- Supreme Court of the United States

Decided June 4, 1979
- Full case name: United States v. Batchelder
- Citations: 442 U.S. 114 (more)

Holding
- Where two statutes criminalize the same act and those statutes have different maximum penalties, the maximum penalty of the statute the prosecutor chose to charge under applies.

Court membership
- Chief Justice Warren E. Burger Associate Justices William J. Brennan Jr. · Potter Stewart Byron White · Thurgood Marshall Harry Blackmun · Lewis F. Powell Jr. William Rehnquist · John P. Stevens

Case opinion
- Majority: Marshall, joined by unanimous

Laws applied
- Omnibus Crime Control and Safe Streets Act of 1968

= United States v. Batchelder =

United States v. Batchelder, 442 U.S. 114 (1979), was a United States Supreme Court case in which the Court held that, where two statutes criminalize the same act and those statutes have different maximum penalties, the maximum penalty of the statute the prosecutor chose to charge under applies. The decision whether and how to charge is still subject to constitutional constraints. For example, prosecution decisions cannot be a violation of equal protection.

== Description ==
The case stands for the principle that a single act can violate more than one statute, and the prosecutor has discretion over which statute to charge under regardless of the potential consequences for the defendant. Justice Thurgood Marshall wrote for the unanimous court.
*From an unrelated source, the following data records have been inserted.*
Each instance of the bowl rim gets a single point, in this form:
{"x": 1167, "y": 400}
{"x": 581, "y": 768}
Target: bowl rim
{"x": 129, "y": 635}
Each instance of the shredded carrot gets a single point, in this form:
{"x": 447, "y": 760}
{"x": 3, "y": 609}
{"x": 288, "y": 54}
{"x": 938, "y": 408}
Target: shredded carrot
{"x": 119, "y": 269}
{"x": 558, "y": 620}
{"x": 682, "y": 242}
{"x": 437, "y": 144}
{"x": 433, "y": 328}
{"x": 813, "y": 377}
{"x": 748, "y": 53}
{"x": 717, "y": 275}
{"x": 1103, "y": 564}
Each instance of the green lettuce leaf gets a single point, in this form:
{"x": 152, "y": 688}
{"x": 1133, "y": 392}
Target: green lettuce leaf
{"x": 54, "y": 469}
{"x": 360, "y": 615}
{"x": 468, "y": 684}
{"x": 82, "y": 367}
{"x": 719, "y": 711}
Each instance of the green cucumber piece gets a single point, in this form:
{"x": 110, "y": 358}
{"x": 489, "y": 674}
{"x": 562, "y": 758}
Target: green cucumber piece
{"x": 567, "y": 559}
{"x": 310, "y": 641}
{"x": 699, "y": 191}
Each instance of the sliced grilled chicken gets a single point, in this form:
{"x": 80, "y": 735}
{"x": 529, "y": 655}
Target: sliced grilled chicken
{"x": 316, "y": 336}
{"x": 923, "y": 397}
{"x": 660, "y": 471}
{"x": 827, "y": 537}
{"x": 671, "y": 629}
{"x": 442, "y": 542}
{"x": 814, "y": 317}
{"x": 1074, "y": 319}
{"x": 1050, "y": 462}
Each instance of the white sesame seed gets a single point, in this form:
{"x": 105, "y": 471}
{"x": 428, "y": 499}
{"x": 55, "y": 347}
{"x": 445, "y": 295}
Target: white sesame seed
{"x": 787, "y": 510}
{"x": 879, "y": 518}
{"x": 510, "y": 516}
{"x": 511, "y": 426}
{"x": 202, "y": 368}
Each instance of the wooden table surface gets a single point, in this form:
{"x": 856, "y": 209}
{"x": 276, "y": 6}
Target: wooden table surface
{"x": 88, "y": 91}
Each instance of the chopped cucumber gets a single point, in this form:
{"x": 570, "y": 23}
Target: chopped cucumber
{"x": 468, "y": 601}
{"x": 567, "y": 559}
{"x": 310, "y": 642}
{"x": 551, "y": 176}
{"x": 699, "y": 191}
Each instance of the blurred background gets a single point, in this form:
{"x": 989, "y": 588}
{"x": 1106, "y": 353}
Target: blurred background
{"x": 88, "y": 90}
Two sections of the Omnibus Crime Control and Safe Streets Act of 1968 criminalized possession of a firearm by a felon. One section prescribed a five-year maximum sentence, and the other prescribed two years. The defendant was convicted under the section authorizing five years. When the defendant objected to the disparity on appeal, the lower court applied the rule of lenity and held that the two-year maximum ought to have applied. The Supreme Court overturned that court and said the rule of lenity did not apply because neither of the individual sections were ambiguous. The prosecutor charged the defendant under the section where the maximum penalty was five years; therefore, the maximum sentence was five years.